Another reaction from the political class, you know which I have in mind, that’s really pathetic is the promises made not to allow such a thing to happen, ever again!  And just how is that going to be done?  Even if every school in the world will have a squadron of cops marching up and down its corridors, how will it be assured that among them there will not be some vile sadists who will take advantage of their privileged position and carry out a similar deed?  How will Mr. Obama make sure that that will never happen?  So because this is nonsense, and because Mr. Obama is certainly not ignorant about it, what we must be witnessing is rank demagoguery.

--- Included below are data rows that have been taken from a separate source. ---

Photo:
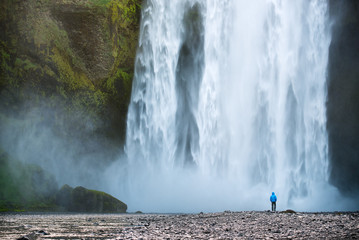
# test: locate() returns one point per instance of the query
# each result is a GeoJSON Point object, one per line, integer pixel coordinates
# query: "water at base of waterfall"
{"type": "Point", "coordinates": [227, 106]}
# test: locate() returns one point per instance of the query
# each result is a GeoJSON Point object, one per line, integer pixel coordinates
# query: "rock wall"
{"type": "Point", "coordinates": [73, 57]}
{"type": "Point", "coordinates": [343, 96]}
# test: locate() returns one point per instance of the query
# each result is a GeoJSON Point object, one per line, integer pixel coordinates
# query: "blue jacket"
{"type": "Point", "coordinates": [273, 198]}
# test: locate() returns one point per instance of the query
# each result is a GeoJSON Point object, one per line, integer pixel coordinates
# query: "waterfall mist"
{"type": "Point", "coordinates": [228, 105]}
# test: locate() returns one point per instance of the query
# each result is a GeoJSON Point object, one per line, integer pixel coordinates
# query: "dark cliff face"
{"type": "Point", "coordinates": [70, 60]}
{"type": "Point", "coordinates": [343, 96]}
{"type": "Point", "coordinates": [66, 70]}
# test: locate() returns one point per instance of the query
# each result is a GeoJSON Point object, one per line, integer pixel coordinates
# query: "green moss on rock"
{"type": "Point", "coordinates": [81, 199]}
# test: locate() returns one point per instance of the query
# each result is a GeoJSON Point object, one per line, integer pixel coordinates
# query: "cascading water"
{"type": "Point", "coordinates": [228, 105]}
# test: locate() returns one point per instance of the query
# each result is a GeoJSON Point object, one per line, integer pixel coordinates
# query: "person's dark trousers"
{"type": "Point", "coordinates": [273, 206]}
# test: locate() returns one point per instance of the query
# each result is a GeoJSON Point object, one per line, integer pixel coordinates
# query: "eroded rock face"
{"type": "Point", "coordinates": [66, 70]}
{"type": "Point", "coordinates": [343, 96]}
{"type": "Point", "coordinates": [80, 199]}
{"type": "Point", "coordinates": [89, 37]}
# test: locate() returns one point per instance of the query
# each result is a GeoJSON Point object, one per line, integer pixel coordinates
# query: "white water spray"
{"type": "Point", "coordinates": [228, 105]}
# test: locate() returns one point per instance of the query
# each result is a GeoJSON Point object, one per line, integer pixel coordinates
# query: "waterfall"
{"type": "Point", "coordinates": [228, 105]}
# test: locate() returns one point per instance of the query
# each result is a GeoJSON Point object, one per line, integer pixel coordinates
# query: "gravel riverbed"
{"type": "Point", "coordinates": [223, 225]}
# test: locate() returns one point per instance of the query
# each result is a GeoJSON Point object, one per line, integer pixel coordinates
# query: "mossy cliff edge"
{"type": "Point", "coordinates": [74, 56]}
{"type": "Point", "coordinates": [66, 70]}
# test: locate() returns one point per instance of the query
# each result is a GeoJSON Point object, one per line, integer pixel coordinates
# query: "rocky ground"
{"type": "Point", "coordinates": [224, 225]}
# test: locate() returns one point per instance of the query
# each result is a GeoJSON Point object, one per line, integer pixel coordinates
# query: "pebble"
{"type": "Point", "coordinates": [222, 225]}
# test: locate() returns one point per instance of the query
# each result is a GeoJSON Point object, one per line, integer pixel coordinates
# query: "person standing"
{"type": "Point", "coordinates": [273, 199]}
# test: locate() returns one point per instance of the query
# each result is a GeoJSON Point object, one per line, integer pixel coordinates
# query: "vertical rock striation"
{"type": "Point", "coordinates": [343, 96]}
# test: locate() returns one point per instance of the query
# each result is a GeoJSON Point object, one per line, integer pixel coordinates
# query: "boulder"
{"type": "Point", "coordinates": [81, 199]}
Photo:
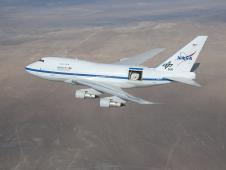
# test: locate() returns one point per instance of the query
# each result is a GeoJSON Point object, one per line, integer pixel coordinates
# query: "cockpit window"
{"type": "Point", "coordinates": [41, 60]}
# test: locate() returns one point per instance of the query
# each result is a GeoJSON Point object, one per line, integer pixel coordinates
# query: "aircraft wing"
{"type": "Point", "coordinates": [115, 91]}
{"type": "Point", "coordinates": [141, 58]}
{"type": "Point", "coordinates": [185, 81]}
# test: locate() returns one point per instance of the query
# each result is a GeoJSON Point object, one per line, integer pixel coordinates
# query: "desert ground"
{"type": "Point", "coordinates": [43, 126]}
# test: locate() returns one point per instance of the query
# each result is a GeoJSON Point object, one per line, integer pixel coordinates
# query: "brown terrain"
{"type": "Point", "coordinates": [42, 125]}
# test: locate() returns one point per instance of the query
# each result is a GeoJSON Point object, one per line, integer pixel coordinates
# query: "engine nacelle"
{"type": "Point", "coordinates": [83, 93]}
{"type": "Point", "coordinates": [110, 102]}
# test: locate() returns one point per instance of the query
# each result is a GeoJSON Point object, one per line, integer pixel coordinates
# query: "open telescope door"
{"type": "Point", "coordinates": [135, 74]}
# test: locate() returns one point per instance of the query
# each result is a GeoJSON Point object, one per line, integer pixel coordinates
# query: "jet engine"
{"type": "Point", "coordinates": [86, 93]}
{"type": "Point", "coordinates": [112, 102]}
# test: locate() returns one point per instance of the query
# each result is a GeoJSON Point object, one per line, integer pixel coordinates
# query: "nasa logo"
{"type": "Point", "coordinates": [166, 65]}
{"type": "Point", "coordinates": [184, 57]}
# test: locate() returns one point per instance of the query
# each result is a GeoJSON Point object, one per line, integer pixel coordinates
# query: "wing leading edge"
{"type": "Point", "coordinates": [115, 91]}
{"type": "Point", "coordinates": [141, 58]}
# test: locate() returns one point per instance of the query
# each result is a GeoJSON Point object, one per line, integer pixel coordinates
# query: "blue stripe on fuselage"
{"type": "Point", "coordinates": [89, 75]}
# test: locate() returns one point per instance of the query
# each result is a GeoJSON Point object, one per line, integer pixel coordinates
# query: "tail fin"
{"type": "Point", "coordinates": [183, 60]}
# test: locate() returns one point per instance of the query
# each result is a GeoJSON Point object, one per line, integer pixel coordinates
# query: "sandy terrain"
{"type": "Point", "coordinates": [42, 125]}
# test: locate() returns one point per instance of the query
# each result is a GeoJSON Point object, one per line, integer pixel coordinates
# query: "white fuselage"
{"type": "Point", "coordinates": [65, 69]}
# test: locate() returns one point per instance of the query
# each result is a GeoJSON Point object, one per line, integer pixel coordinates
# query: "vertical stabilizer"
{"type": "Point", "coordinates": [184, 59]}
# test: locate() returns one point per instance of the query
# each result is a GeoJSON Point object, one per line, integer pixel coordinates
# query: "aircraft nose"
{"type": "Point", "coordinates": [30, 67]}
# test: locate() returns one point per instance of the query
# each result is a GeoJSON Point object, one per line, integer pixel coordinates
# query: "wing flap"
{"type": "Point", "coordinates": [115, 91]}
{"type": "Point", "coordinates": [185, 81]}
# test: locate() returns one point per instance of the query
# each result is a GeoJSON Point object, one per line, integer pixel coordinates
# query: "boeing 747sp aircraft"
{"type": "Point", "coordinates": [126, 73]}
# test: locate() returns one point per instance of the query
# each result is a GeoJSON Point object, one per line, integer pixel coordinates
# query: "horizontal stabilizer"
{"type": "Point", "coordinates": [185, 81]}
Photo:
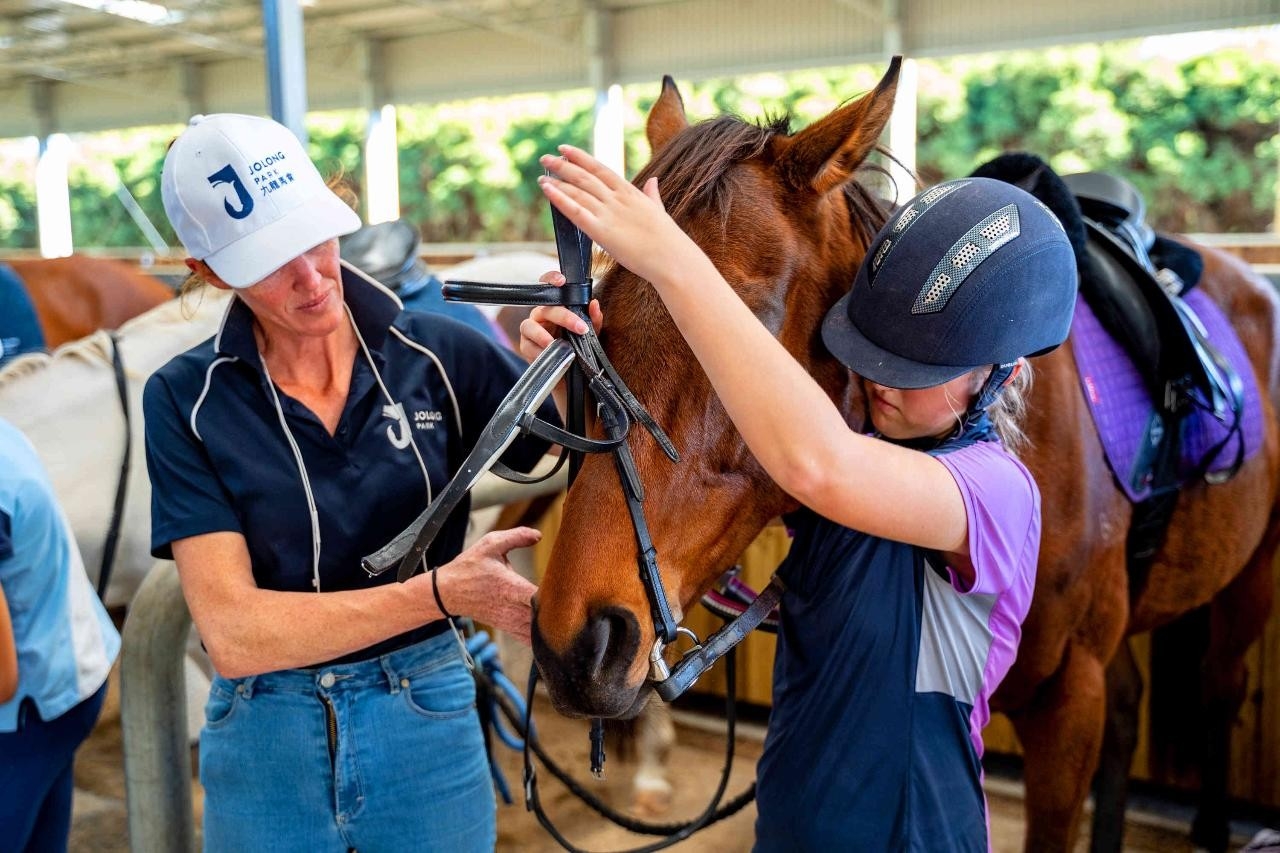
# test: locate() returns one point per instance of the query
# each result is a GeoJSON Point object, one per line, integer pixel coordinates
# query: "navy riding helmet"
{"type": "Point", "coordinates": [968, 273]}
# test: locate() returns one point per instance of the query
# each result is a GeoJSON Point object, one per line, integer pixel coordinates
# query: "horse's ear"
{"type": "Point", "coordinates": [826, 154]}
{"type": "Point", "coordinates": [666, 117]}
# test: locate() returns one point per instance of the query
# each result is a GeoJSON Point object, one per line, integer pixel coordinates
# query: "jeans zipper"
{"type": "Point", "coordinates": [332, 725]}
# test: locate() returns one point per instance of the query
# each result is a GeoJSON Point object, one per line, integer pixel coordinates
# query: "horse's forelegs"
{"type": "Point", "coordinates": [1061, 733]}
{"type": "Point", "coordinates": [1120, 739]}
{"type": "Point", "coordinates": [1238, 616]}
{"type": "Point", "coordinates": [656, 733]}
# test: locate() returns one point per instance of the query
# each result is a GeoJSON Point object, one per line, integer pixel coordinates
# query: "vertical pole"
{"type": "Point", "coordinates": [154, 714]}
{"type": "Point", "coordinates": [382, 149]}
{"type": "Point", "coordinates": [901, 123]}
{"type": "Point", "coordinates": [284, 41]}
{"type": "Point", "coordinates": [607, 142]}
{"type": "Point", "coordinates": [53, 196]}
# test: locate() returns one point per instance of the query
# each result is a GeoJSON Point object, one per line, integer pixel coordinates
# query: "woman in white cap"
{"type": "Point", "coordinates": [915, 546]}
{"type": "Point", "coordinates": [310, 430]}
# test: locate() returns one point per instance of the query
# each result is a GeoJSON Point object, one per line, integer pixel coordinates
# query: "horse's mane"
{"type": "Point", "coordinates": [693, 172]}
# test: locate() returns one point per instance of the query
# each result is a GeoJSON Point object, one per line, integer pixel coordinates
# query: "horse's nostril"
{"type": "Point", "coordinates": [602, 630]}
{"type": "Point", "coordinates": [608, 644]}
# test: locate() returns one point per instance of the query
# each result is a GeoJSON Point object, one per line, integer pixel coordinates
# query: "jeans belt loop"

Sometimes the best response to what happens in the world is outrage, especially with those who carry out vicious deeds.  Human beings are, after all, the one known animal that is responsible for its behavior, driven not by instincts but by conscious choices.  When those choices are irresponsible ones and vile, they are the ones whose guilt should be our focus.  

As we learn from Shakespeare--from Cassius in Julius Caesar, Act 1, scene 2--"The fault, dear Brutus, is not in our stars, But in ourselves.” Indeed, the kid who carried out the murders in Connecticut is very likely the responsible party.  Let’s get that right and then we might embark on some useful understanding of such deeds.